In total, about fifty passengers on the Boeing 787 Dreamliner of the Chile-based LATAM company were treated by emergency services and twelve of them had to be taken to hospital. One person is in critical condition.

Emergency services announced on Monday 11 March that twelve passengers on a flight from Sydney to Chile via Auckland, New Zealand had been hospitalized after a technical incident caused an “air hole”.

According to the New Zealand Herald, the accident happened in a plane belonging to the Chilean company LATAM. Flight LA800 “experienced a technical incident during the journey that caused heavy movement. According to the Chile-based LATAM company, the plane landed as planned at Auckland Airport.”

“People were really scared”

Passengers reported to local media that the Boeing 787 Dreamliner plane rapidly lost altitude over the Tasman Sea, according to the company, ejecting everyone who was not wearing a seat belt on the roof.

“People were flying through the air because they didn’t have seat belts,” one passenger told RNZ radio.

“Some people were really injured. People were really scared,” the man said, his voice shaking.

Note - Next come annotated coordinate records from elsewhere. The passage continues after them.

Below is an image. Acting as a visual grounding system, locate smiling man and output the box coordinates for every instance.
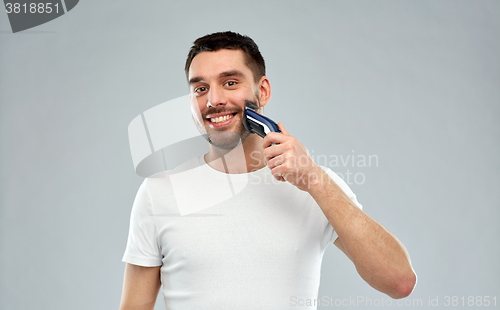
[120,32,416,310]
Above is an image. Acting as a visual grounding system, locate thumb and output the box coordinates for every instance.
[278,123,290,136]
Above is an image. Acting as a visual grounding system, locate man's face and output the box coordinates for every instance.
[189,49,259,149]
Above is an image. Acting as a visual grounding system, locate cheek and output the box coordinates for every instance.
[190,95,203,121]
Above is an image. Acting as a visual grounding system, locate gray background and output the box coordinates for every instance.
[0,0,500,310]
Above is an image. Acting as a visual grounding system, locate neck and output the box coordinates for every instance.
[205,134,266,174]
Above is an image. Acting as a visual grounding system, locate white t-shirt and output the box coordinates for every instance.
[123,156,361,310]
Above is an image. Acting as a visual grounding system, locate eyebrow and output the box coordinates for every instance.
[188,70,245,85]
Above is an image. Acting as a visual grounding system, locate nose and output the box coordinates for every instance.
[207,87,226,108]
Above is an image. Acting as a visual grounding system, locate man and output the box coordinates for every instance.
[120,32,416,310]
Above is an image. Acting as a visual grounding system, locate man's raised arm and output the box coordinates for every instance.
[120,263,161,310]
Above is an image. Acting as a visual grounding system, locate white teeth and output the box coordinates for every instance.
[210,114,233,123]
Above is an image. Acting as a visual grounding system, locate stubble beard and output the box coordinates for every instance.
[203,112,250,150]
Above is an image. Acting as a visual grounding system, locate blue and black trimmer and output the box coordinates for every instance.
[243,101,281,138]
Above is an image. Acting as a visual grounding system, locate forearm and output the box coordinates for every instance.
[309,170,416,298]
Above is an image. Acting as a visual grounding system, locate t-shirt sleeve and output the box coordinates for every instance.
[321,167,363,242]
[122,179,162,267]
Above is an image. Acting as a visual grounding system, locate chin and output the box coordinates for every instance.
[204,130,249,150]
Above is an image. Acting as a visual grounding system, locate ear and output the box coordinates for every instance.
[258,75,271,108]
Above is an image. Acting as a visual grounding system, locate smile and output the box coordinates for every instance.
[210,114,234,123]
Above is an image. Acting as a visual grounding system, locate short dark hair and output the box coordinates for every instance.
[184,31,266,82]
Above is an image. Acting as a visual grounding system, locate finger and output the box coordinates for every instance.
[264,144,286,160]
[267,155,285,170]
[262,132,290,148]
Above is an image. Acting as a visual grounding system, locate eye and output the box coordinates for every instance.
[193,86,207,94]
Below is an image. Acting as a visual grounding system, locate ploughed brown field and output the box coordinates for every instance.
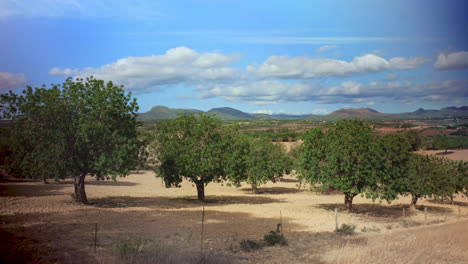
[0,150,468,263]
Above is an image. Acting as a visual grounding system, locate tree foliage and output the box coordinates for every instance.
[1,77,138,203]
[299,119,380,209]
[154,114,229,201]
[432,134,450,153]
[226,135,292,193]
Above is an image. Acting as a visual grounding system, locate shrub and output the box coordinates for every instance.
[263,231,288,246]
[240,240,263,252]
[336,224,356,235]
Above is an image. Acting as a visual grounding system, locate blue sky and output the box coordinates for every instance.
[0,0,468,114]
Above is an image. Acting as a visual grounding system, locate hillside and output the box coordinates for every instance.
[138,105,203,121]
[138,106,468,121]
[206,107,255,120]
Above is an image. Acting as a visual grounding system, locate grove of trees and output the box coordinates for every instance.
[0,77,139,204]
[298,120,468,210]
[0,77,468,210]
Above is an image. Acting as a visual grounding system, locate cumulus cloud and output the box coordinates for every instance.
[199,80,468,105]
[247,54,428,79]
[385,72,399,81]
[254,110,273,115]
[49,47,240,90]
[317,45,337,52]
[0,72,28,92]
[434,51,468,70]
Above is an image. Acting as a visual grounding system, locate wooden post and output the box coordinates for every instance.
[335,208,338,232]
[424,207,427,224]
[280,210,283,234]
[94,223,97,253]
[200,205,205,252]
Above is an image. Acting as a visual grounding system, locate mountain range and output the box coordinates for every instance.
[138,106,468,121]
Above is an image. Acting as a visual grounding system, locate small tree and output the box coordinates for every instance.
[432,134,450,154]
[402,154,459,208]
[1,77,138,204]
[371,133,412,201]
[226,135,292,193]
[300,119,380,210]
[154,114,229,201]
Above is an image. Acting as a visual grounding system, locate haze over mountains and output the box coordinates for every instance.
[139,106,468,121]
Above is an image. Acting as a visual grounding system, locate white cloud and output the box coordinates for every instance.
[317,45,337,52]
[385,72,399,81]
[254,110,273,115]
[49,47,240,90]
[389,57,429,70]
[199,80,468,105]
[434,51,468,70]
[311,108,330,115]
[247,54,428,79]
[0,72,28,92]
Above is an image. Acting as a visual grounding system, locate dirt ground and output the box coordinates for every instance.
[0,151,468,263]
[418,149,468,161]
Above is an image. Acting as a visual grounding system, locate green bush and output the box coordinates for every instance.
[336,224,356,235]
[263,231,288,246]
[240,240,263,252]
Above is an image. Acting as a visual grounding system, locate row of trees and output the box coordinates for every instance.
[0,77,468,209]
[298,120,468,209]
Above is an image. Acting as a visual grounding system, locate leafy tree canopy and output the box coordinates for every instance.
[1,77,138,203]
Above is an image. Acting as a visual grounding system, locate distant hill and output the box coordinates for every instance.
[327,108,391,119]
[138,105,203,121]
[206,107,255,120]
[138,106,468,121]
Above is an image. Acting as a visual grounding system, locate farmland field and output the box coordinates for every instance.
[0,150,468,263]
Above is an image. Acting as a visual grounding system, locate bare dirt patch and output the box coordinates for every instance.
[417,149,468,161]
[0,171,468,263]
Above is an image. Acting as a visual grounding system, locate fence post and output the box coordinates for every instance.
[335,208,338,232]
[94,223,97,253]
[200,205,205,252]
[424,207,427,224]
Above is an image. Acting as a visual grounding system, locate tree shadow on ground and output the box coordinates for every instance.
[317,203,452,221]
[241,187,303,194]
[53,178,140,186]
[0,207,304,263]
[429,200,468,207]
[0,182,66,197]
[89,195,284,209]
[278,178,299,182]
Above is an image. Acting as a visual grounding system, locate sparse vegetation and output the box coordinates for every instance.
[336,224,356,235]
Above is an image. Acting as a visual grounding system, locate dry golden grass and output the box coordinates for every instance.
[323,220,468,264]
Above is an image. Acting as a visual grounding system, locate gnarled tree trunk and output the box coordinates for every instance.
[345,194,356,211]
[73,173,89,204]
[410,194,419,209]
[195,181,205,202]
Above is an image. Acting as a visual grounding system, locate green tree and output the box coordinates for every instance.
[402,154,459,208]
[299,119,380,210]
[371,133,412,201]
[154,114,229,201]
[432,134,450,154]
[1,77,138,204]
[226,135,292,193]
[399,129,423,151]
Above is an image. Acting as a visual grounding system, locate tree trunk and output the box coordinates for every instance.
[74,173,89,204]
[410,194,419,209]
[195,181,205,202]
[345,194,356,211]
[252,183,258,193]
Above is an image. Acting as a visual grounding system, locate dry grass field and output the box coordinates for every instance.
[0,150,468,263]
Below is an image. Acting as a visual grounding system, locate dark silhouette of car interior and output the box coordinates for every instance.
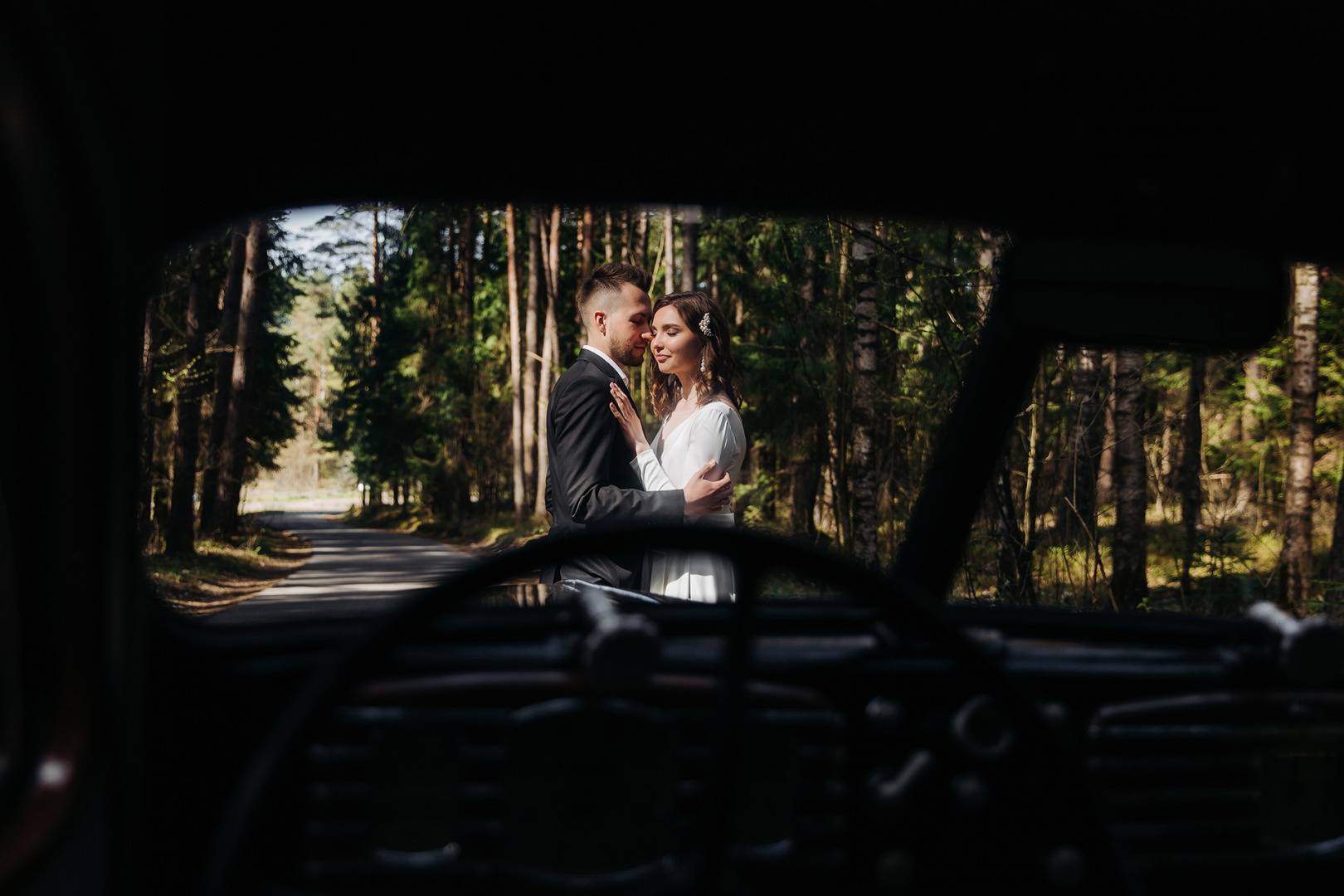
[0,19,1344,894]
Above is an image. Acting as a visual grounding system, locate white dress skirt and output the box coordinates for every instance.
[631,402,747,603]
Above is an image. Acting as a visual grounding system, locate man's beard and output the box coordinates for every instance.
[607,333,644,367]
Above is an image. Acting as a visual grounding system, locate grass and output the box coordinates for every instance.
[143,514,312,616]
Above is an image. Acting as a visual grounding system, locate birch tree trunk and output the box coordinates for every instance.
[504,202,527,525]
[1279,265,1320,608]
[1235,354,1264,510]
[523,206,546,505]
[577,206,594,282]
[681,206,700,293]
[1325,448,1344,591]
[164,243,210,553]
[602,206,624,265]
[533,206,558,516]
[457,206,475,343]
[1110,348,1147,610]
[200,227,247,528]
[850,221,878,568]
[631,208,649,270]
[211,217,267,532]
[1180,354,1205,595]
[1097,352,1116,508]
[136,293,158,553]
[663,206,676,295]
[618,207,631,265]
[1064,348,1110,543]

A person in critical condition

The plane, which was then bound for Santiago, “landed at Auckland Airport as planned”, he told AFP, “expressing his deep regret for the inconvenience and embarrassment caused by this situation”.

Emergency services are understood to have been alerted at around 4pm local time (4pm French time) before leaving for the airport with five ambulances. As many as ten ambulances and other medical vehicles reached the airport to treat the injured.

“Our ambulance teams assessed and treated about 50 patients, one of whom was in a critical condition,” St John Ambulance New Zealand’s Gerard Campbell told AFP. The incident comes nearly two months after problems involving another model of American aircraft manufacturer Boeing.

In early January, the door of a Boeing 737 MAX 9 operated by Alaska Airlines came loose minutes after takeoff, causing several minor injuries. The 737 MAX was previously grounded for nearly two years after the crashes of two aircraft, the first, of Indonesian company Lion Air in late 2018, and the second, of Ethiopian company Ethiopian Airlines, in early 2019, which killed more than 350 people. In both cases, a problem with new software was the cause of the crash.